The Sudanese authorities say they are under strong Saudi and Emirati pressure to accept normalization with Israel, but Khartoum opposes and opposes its reasons. Sudan failed to get the urgent $ 2 billion request in aid to save the country from economic collapse. Discussions have therefore been slowed down.
Abdallah Hamdok’s interim government prefers to play for the time being. Not after being elected, he cannot face the popular protest against normalization with Israel. “I have no mandate from the people to make a decision of such significance,” the Sudanese Prime Minister had already informed Mike Pompeo as early as August last year.
Sudan faced a fait accompli
The Sudanese authorities also have the feeling of being confronted with a fait accompli.
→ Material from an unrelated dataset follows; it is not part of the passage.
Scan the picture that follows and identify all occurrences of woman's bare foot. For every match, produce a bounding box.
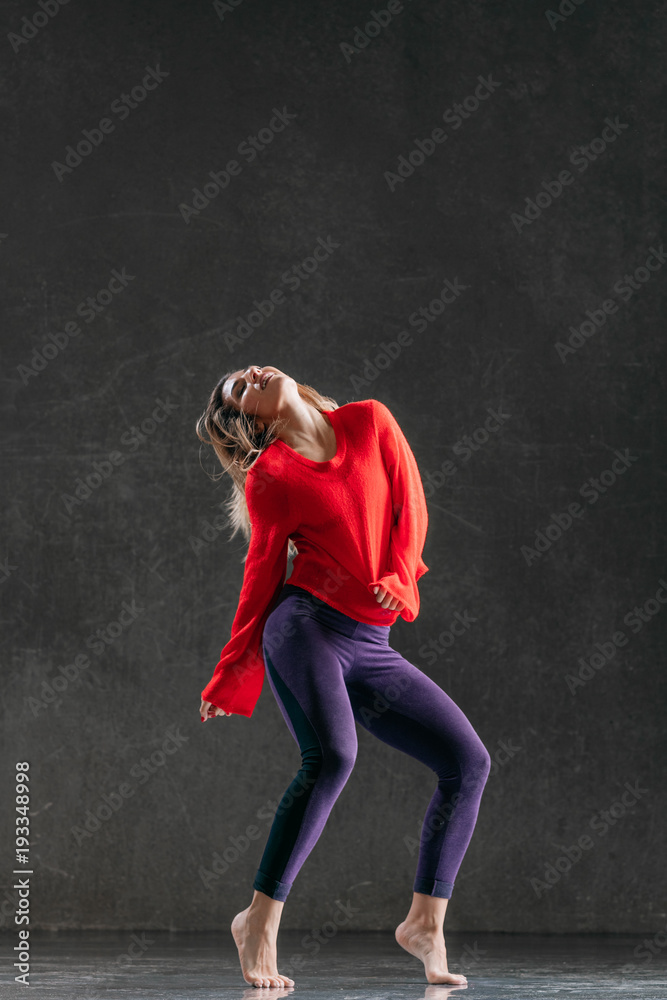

The desired normalization with Israel was not among the conditions demanded by Sudan to remove its name from the blacklist. It was added to that when Khartoum accepted all US demands, such as political reforms and multi-million dollar compensation to the victims of the 1998 attacks in Nairobi and Dar es Salaam, as well as for USS Cole from Yemen in 2000.
If the Sudanese sovereign council seems divided on the subject and the soldiers in this council seem to be in favor of Israel, the main political groups reject this normalization. Sadek al Mahdi, the leader of the Umma party, said he denied “this submission and this injustice that has nothing to do with peace”.
The country’s highest religious authority has banned normalization with Tel Aviv in a fatwa. Only three small formations are for, including the smaller branch led by Fadel al Mahdi from the Umma Party.